Manchester exhibition to commemorate work of ‘Huddersfield’s Picasso’ Desmond Paul Henry

Henry, who became a Philosophy lecturer at Manchester University, took many of the parts from Lancaster Bombers.

He combined the parts with other components to create electronically-operated drawing machines which relied mainly on a ‘mechanics of chance’.

This meant the drawing machines could not be pre-programmed or store information as in a conventional computer and Henry had overall control and could intervene to direct the course of image production.

Henry inserted ballpoint pens into the machines and then tube pens with Indian ink which created the abstract, repetitive line drawings.

Elaine said: “I remember standing and watching him working the machine when I was about three-years-old. It was just about my eye level.

Desmond Paul Henry

“I was intrigued by the machine going round and round and the abstract pictures it made.

“My father was passionate and certainly realised how original his work was when he first exhibited it in 1962.

“But his work never really got accepted by the art world because they didn’t consider it as traditional fine art – it was too progressive.”

Some critics, however, did recognise the originality of Henry’s work.
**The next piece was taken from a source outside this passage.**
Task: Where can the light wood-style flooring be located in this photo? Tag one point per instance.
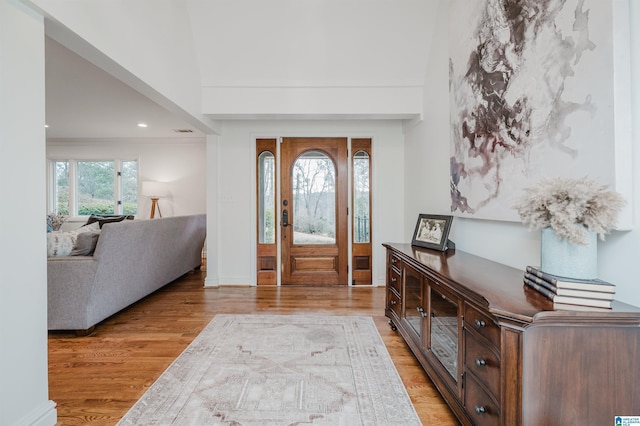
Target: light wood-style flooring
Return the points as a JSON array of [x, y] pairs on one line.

In 1963 the machine drawings were to be featured in Time Magazine, but following the assassination of US President John Kennedy the story was scrapped.

LS Lowry discovered Henry when he won an art competition at Salford Art Gallery and he won a prize for a solo exhibition at the Reid Gallery in London where Lowry encouraged him to display the drawing machine pictures.

The Guardian described the images he produced as being “quite out of this world” and “almost impossible to produce by human hands”.

Henry was dubbed the ‘Picasso of the Machine Age’ for his breakthrough style of art.

Elaine has also compared her father’s work to the art of famous Impressionist artist Jackson Pollock.

She said: “My father referred to his machine-drawings as machine-Pollocks because of both controllable and uncontrollable features in their production, much like Pollock’s drip-painting technique.

“Importantly, it must be remembered my father’s machines relied in part upon a mechanics of chance and were not designed as precision instruments.

“He liked to let them do their own thing.”

Henry was born in Huddersfield in 1921 and died in 2004.

The Manchester exhibition runs until May 7.